Other drugs with related modes of action, like naltrexone, have a similar problem. We need to look deeper.
Viable Research Options
Pharmaceutical companies chase after the holy grail of a less addictive analgesic, and every time they claim success, history serves them with yet another defeat. Bayer marketed heroin as a less addictive substitute for morphine; almost a century later, Purdue Pharma marketed their formulation of oxycodone as a less addictive alternative to the scores of opioids that came before it. If the physicians who read these claims seem a little too credulous, well, there are a lot of people with cancer and poorly-healed injuries. Opioids won’t make the pain go away forever, but after a few years they’ll still help you get out of bed in the morning.
A better narcotic would act as a safe analgesic, not a less addictive one. Any good analgesic is going to be addictive – drugs are habit-forming because they feel good, and the pain relief certainly doesn’t hurt – and it seems unlikely that opioids with good analgesic action but no effect on the respiratory system will be developed any time soon. There are multiple classes of opioid receptors, and there are a variety of drugs that target subsets of those receptors, but it seems like the same types of opioid receptors are involved with analgesia and respiratory control, which would make selectively targeting only one region of the brain extremely difficult.
I propose adding analeptic drugs directly to prescription painkillers to stimulate breathing in overdose victims while they’re unconscious. Intravenous doxapram is known to be effective for counteracting respiratory depression, mostly for post-anaesthesia cases but also sometimes in opioid overdoses where naloxone isn’t an option, but there’s a surprising lack of research on whether compounding it directly into opioids is a good idea.
It is almost certainly not a good idea, for the record. Doxapram specifically is way too cute to work, although the mental image of codeine coming packaged with a strong CNS stimulant is entertaining. Doxapram works by tricking the carotid body (a biological blood gas sensor) into reporting higher blood CO2 concentration to the brain, which then responds by breathing harder, so among other problems this method stops working if the overdose is lethal. Caffeine and other methylxanthine analeptics have the same problem.

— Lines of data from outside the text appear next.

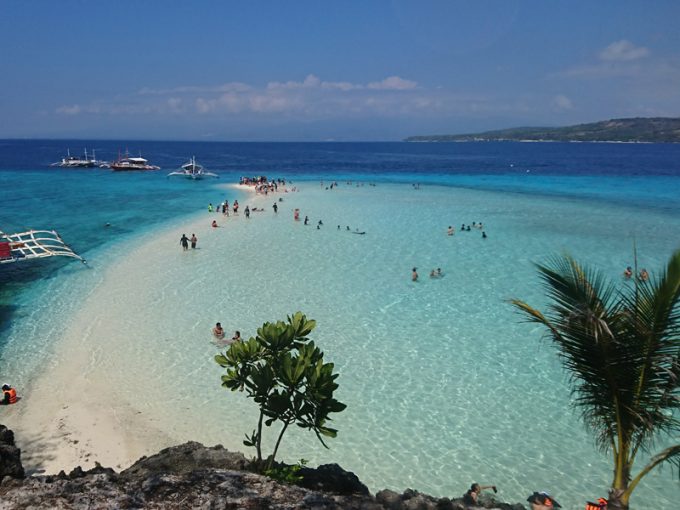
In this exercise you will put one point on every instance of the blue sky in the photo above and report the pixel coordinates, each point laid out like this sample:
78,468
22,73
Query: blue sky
330,70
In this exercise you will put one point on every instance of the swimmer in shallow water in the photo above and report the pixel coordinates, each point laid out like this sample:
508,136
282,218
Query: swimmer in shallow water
218,331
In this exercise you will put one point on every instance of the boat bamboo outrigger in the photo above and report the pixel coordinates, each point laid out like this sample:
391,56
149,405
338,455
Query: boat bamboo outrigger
33,244
192,170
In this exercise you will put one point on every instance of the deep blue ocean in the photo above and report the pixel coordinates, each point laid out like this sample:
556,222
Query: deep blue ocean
79,202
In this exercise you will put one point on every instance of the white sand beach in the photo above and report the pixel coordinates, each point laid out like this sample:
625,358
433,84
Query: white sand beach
83,409
438,376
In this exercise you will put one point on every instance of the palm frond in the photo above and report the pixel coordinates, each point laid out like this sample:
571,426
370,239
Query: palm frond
621,349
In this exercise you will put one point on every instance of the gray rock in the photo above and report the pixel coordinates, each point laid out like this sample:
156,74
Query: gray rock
10,455
194,476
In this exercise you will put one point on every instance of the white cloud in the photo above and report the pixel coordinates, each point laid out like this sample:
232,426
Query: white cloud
69,110
393,83
562,102
623,51
310,81
196,89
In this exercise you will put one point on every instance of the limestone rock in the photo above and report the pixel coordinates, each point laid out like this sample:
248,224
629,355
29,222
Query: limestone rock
10,455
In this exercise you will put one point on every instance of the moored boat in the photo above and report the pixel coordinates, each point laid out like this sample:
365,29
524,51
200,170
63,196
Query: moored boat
192,170
33,244
77,162
128,163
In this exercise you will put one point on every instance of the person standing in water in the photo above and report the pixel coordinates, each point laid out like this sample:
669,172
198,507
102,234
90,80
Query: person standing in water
218,331
184,242
9,395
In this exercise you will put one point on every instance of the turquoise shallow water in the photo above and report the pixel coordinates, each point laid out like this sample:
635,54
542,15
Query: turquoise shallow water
444,384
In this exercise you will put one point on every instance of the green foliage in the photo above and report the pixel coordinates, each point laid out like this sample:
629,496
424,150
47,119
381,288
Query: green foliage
287,474
622,349
284,373
656,130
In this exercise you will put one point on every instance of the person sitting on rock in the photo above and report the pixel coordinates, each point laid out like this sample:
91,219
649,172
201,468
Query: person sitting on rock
470,497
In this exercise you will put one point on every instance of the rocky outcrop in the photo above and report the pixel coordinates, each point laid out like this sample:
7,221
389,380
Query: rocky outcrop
10,455
194,476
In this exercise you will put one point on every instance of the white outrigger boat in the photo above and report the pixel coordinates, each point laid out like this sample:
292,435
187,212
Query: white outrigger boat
127,163
33,244
77,162
192,170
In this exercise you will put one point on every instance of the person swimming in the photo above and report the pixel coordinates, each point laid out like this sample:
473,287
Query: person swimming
218,331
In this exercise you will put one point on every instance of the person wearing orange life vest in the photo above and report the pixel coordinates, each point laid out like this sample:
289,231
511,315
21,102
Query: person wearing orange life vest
600,505
9,395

Other drugs look promising but are still in the early stages of research. GAL-021, another drug that acts on the carotid body, seems to be the closest to reaching clinical trials. Two other research drugs, an ampakine called CX-717 and a 5-HT4 agonist called BIMU8, work by directly stimulating the respiratory center. None of this research is very far along, and it’s mostly conducted with the hope of creating new analeptics for emergency use on people who aren’t responsive to naloxone, but there’s no reason in principle one of these drugs couldn’t be added as an adjuvant directly to fentanyl.
Even a hypothetical combination drug that completely negated the respiratory depression effect still wouldn’t be perfectly safe. The other cause of death in opioid overdose, aspirating vomit while unconscious and suffocating, would still be an issue. But, given the amount of money poured into analgesic research every year with very little to show for it, this seems like an inexpensive and potentially very worthwhile avenue to explore.